In the weeks that follow I attempt, between phone calls, to describe and chronicle the history of this something that, in my hopeless and de-energized state, I continue to think of as “murdered.” I speak at length now not just of Helen but of Birgitta as well. I go back to Louis Jelinek, even to Herbie Bratasky, speak of all that each meant to me, what each excited and alarmed, and of how each was dealt with, in my way. “Your rogues' gallery,” Klinger calls them one day in the twentieth or thirtieth week of our debate. “Moral delinquency,” he observes, “has its fascination for you.” “Also,” I say, “for the authors of
Macbeth
and
Crime and Punishment.
Sorry to have mentioned the names of two works of art, Doctor.” “Quite all right. I hear all sorts of things here. I'm used to it.” “I do seem to get the feeling that it's somehow against house rules for me to call upon my literary reserves in these skirmishes of ours, but the only point I'm trying to make is that ‘moral delinquency' has been on the minds of serious people for a long time now. And why ‘delinquents,' anyway? Won't ‘independent spirits' do? It's no
less
accurate.” “I only mean to suggest that they aren't wholly harmless types.” “Wholly harmless types probably lead rather constricted lives, don't you think?” “On the other hand, one oughtn't to underestimate the pain, the isolation, the uncertainty, and everything else unpleasant that may accompany ‘independence' of this kind. Look at Helen now.” “Please, look at me now.” “I am. I do. I suspect that she is worse off. You at least haven't put
all
your eggs in that basket.” “I cannot maintain an erection, Dr. Klinger. I cannot maintain a smile, for that matter.” Whereupon his phone rings.

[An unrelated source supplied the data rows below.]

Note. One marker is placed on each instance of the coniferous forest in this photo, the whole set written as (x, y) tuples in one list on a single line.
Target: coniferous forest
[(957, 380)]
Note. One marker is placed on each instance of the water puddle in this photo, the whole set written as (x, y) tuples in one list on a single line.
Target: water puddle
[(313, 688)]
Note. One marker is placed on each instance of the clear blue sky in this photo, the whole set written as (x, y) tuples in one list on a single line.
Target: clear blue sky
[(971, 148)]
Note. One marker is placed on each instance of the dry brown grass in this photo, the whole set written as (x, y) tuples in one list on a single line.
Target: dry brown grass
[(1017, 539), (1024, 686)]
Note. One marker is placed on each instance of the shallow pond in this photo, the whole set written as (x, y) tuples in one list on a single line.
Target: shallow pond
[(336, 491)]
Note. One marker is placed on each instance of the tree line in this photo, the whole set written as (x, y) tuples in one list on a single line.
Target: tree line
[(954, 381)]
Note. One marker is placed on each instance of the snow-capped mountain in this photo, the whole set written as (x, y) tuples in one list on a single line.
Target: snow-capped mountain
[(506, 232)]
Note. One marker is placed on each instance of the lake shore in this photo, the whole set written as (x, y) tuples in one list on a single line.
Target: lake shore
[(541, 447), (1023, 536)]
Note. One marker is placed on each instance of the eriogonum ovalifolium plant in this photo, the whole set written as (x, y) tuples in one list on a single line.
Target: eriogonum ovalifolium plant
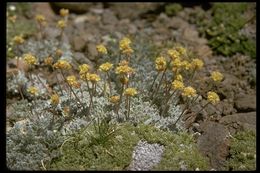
[(122, 88)]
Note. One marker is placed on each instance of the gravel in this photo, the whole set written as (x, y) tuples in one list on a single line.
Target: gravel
[(145, 156)]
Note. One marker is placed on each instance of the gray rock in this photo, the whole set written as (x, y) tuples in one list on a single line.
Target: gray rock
[(245, 103), (214, 143), (145, 156)]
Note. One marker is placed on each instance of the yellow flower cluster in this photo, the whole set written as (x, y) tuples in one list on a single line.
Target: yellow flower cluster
[(130, 92), (62, 64), (213, 97), (174, 54), (64, 12), (61, 24), (72, 81), (101, 49), (217, 76), (177, 85), (105, 67), (196, 64), (29, 59), (114, 99), (160, 63), (124, 46), (12, 18), (32, 90), (189, 92), (84, 68), (18, 39), (48, 61), (40, 18), (124, 69), (55, 99), (90, 77)]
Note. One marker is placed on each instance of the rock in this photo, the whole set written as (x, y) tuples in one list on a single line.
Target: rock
[(145, 156), (92, 51), (108, 17), (78, 43), (245, 103), (213, 143), (78, 8), (244, 120)]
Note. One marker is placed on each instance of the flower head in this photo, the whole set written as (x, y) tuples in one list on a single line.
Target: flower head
[(213, 97), (61, 24), (84, 68), (130, 92), (62, 64), (174, 54), (29, 59), (160, 63), (189, 92), (55, 99), (72, 81), (197, 64), (105, 67), (40, 18), (48, 61), (33, 90), (177, 85), (114, 99), (90, 77), (64, 12), (18, 39), (101, 49), (217, 76), (124, 69)]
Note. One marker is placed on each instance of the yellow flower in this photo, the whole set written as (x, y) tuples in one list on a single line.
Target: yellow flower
[(213, 97), (189, 92), (62, 64), (29, 59), (48, 61), (217, 76), (176, 63), (114, 99), (32, 90), (61, 24), (105, 67), (59, 52), (177, 85), (84, 68), (181, 50), (90, 77), (160, 63), (12, 18), (179, 77), (101, 49), (72, 81), (124, 69), (174, 54), (197, 64), (64, 12), (130, 92), (18, 39), (55, 99), (40, 18)]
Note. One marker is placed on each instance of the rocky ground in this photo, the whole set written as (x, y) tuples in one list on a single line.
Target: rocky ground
[(92, 23)]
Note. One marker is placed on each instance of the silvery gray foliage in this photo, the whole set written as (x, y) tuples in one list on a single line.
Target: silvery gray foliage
[(16, 81), (46, 47)]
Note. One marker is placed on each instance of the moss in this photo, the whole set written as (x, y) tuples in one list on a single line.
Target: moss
[(116, 153), (243, 151), (224, 26), (172, 9)]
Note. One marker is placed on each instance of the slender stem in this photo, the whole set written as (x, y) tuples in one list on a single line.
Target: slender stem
[(154, 81)]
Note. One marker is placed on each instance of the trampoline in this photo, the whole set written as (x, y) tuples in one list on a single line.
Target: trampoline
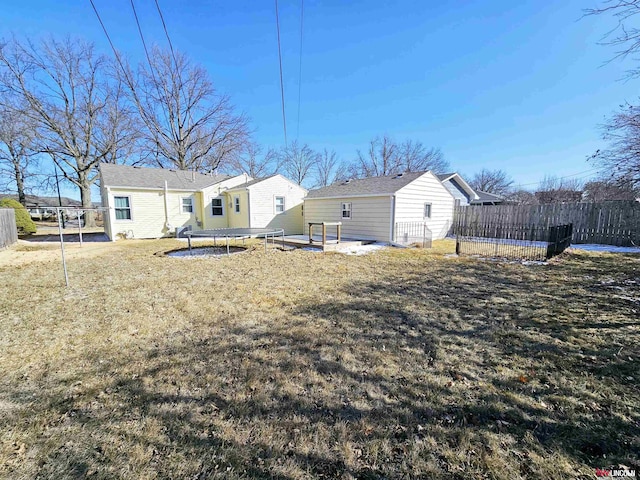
[(236, 233)]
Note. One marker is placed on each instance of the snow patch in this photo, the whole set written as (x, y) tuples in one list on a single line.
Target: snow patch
[(363, 249), (592, 247)]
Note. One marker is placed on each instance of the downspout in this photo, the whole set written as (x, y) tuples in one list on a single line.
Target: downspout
[(248, 208), (166, 207), (393, 218)]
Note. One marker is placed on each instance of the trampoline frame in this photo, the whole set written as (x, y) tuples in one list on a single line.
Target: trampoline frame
[(237, 233)]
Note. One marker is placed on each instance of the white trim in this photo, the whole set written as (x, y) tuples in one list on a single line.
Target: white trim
[(190, 198), (156, 189), (424, 210), (342, 210), (115, 209), (352, 196), (222, 205), (275, 205)]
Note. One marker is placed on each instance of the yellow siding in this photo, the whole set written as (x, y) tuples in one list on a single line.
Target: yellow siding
[(370, 216), (262, 197), (411, 199), (238, 220)]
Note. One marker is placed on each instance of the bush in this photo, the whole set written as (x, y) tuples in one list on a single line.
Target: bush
[(25, 225)]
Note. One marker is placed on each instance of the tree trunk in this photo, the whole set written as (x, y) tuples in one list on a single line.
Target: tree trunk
[(20, 184), (85, 198)]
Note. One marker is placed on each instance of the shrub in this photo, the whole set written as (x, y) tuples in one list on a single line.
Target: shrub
[(25, 225)]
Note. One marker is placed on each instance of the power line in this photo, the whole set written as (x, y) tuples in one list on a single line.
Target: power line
[(300, 65), (583, 174), (144, 44), (166, 32), (104, 29), (284, 119)]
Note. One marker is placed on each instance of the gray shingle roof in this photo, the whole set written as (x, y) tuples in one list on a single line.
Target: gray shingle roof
[(366, 186), (444, 176), (142, 177)]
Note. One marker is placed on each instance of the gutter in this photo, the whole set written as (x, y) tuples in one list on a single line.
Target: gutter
[(393, 218)]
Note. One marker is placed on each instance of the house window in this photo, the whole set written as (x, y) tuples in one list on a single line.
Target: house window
[(217, 207), (187, 205), (346, 210), (427, 210), (123, 208)]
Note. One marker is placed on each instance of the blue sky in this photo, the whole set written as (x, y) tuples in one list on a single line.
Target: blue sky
[(518, 86)]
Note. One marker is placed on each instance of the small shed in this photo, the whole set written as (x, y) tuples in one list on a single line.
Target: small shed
[(378, 208)]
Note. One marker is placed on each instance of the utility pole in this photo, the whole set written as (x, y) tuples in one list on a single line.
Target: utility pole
[(60, 212)]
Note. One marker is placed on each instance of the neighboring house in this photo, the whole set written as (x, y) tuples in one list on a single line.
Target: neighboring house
[(154, 202), (271, 202), (485, 198), (41, 208), (369, 208), (459, 188)]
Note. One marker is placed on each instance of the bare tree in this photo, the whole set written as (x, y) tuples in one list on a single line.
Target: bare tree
[(607, 189), (492, 181), (415, 157), (77, 108), (625, 37), (559, 190), (381, 158), (621, 159), (297, 161), (522, 197), (327, 168), (17, 155), (189, 125), (253, 161)]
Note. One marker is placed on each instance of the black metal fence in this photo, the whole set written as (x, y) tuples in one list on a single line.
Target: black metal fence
[(413, 233), (518, 242)]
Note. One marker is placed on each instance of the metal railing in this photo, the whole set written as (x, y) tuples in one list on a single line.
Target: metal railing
[(519, 242)]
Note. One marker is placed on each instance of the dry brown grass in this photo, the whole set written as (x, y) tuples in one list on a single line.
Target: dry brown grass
[(291, 365)]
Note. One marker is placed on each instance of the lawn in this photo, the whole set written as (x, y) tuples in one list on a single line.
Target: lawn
[(296, 365)]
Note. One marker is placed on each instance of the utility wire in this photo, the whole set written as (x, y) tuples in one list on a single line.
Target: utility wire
[(300, 65), (104, 29), (284, 119), (585, 173), (166, 32), (144, 44)]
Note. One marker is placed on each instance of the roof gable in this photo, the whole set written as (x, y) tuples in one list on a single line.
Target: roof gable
[(144, 177), (371, 186), (458, 181)]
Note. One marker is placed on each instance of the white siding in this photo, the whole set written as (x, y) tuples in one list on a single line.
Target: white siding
[(370, 216), (262, 197), (148, 218), (211, 221), (410, 201), (457, 191)]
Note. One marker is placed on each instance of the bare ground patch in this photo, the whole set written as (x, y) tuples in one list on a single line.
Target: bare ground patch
[(400, 364)]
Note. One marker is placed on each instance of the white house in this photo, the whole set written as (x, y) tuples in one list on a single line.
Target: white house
[(374, 208), (459, 188), (154, 202)]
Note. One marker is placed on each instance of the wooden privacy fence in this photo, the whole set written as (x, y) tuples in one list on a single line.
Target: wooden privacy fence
[(609, 223), (8, 229)]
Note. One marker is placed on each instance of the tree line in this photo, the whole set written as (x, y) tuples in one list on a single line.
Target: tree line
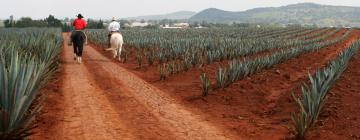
[(50, 21)]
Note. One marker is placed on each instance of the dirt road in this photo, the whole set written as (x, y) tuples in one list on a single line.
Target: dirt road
[(101, 100)]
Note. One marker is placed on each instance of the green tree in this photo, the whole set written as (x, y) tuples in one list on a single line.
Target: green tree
[(53, 22)]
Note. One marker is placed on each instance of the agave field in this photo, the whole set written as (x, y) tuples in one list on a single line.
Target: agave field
[(209, 83), (28, 59), (241, 77)]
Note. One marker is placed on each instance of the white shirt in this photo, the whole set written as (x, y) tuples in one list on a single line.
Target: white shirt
[(114, 26)]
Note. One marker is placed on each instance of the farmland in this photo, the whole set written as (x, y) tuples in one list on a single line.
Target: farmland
[(212, 83)]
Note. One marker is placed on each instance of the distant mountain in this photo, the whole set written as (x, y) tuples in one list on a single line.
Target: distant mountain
[(175, 15), (302, 13)]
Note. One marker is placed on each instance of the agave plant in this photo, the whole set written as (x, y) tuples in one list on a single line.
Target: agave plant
[(313, 97), (221, 78), (25, 65)]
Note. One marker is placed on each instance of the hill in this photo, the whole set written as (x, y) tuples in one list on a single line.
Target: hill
[(302, 13), (175, 15)]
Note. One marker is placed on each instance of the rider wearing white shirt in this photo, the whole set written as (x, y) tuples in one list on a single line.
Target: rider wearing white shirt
[(114, 27)]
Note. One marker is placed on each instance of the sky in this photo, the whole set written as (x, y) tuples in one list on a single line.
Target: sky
[(105, 9)]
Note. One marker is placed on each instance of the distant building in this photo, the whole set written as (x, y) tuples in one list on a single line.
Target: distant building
[(167, 26), (182, 25), (2, 23), (176, 26), (139, 24)]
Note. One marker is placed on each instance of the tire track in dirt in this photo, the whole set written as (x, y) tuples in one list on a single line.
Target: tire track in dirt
[(141, 123), (87, 112), (182, 123), (101, 100)]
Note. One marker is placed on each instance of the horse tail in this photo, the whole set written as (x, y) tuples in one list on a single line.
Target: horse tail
[(116, 41)]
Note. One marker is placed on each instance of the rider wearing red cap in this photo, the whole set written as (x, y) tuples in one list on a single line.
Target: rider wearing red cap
[(79, 23), (78, 37)]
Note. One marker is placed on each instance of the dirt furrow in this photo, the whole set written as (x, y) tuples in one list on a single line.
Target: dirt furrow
[(182, 123)]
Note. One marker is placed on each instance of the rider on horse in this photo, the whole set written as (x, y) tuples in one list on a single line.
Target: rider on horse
[(114, 27), (78, 37)]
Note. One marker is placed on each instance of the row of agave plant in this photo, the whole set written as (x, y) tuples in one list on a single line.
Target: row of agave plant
[(201, 47), (179, 44), (313, 95), (239, 69), (217, 55), (28, 59)]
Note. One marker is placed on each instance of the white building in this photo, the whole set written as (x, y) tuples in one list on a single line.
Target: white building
[(139, 24), (1, 23), (176, 26), (183, 25)]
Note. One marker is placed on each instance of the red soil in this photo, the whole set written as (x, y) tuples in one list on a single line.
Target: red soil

Fastened to no one and to nothing, drifting, drifting, sometimes, frighteningly, sinking; and, with the relentlessly clever and commonsensical doctor, quarreling, bickering, and debating, arguing yet again the subject which had been the source of so much marital bitterness—only when I am supine it is generally I who wind up taking Helen's part, while he who sits up takes mine.

*   *   *

Each winter my parents come down to New York City to spend three or four days visiting family, friends, and favorite guests. In times gone by, we all used to stay on West End Avenue with my father's younger brother, Larry, a successful kosher caterer, and his wife, Sylvia, the Benvenuto Cellini of strudel, and, in childhood, my favorite aunt. Until I was fourteen, I would, to my astonished delight, be put to bed there in the same room with my cousin Lorraine. Sleeping beside a bed with a live girl in it—a “developing” girl, at that—going out to dine at Moskowitz and Lupowitz (on food described by my father as
nearly
as good as what is prepared in the kitchen of the Hungarian Royale), waiting in subfreezing temperatures to get in to see the Rockettes, sipping cocoa amid the thick draperies and the imposing furniture sets of haberdashery wholesalers and produce merchants whom I have known only in their voluminous half-sleeve shirts and their drooping swim trunks, and who are called by my father the Apple King and the Herring King and the Pajama King—everything about these New York visits hold a secret thrill for me, and invariably from “overexcitement” I develop a “strep throat” on the drive home, and back on our mountaintop have to spend at least two or three days in bed recovering. “We didn't visit Herbie,” I say sullenly, only seconds before our departure—to which my mother invariably responds, “A summer isn't enough with him? We have to travel to Brooklyn to make a special trip?” “Belle, he's teasing you,” my father says, but on the sly shakes a fist in my direction, as though for mentioning the Fart King to my mother I deserve no less than a blow to the head.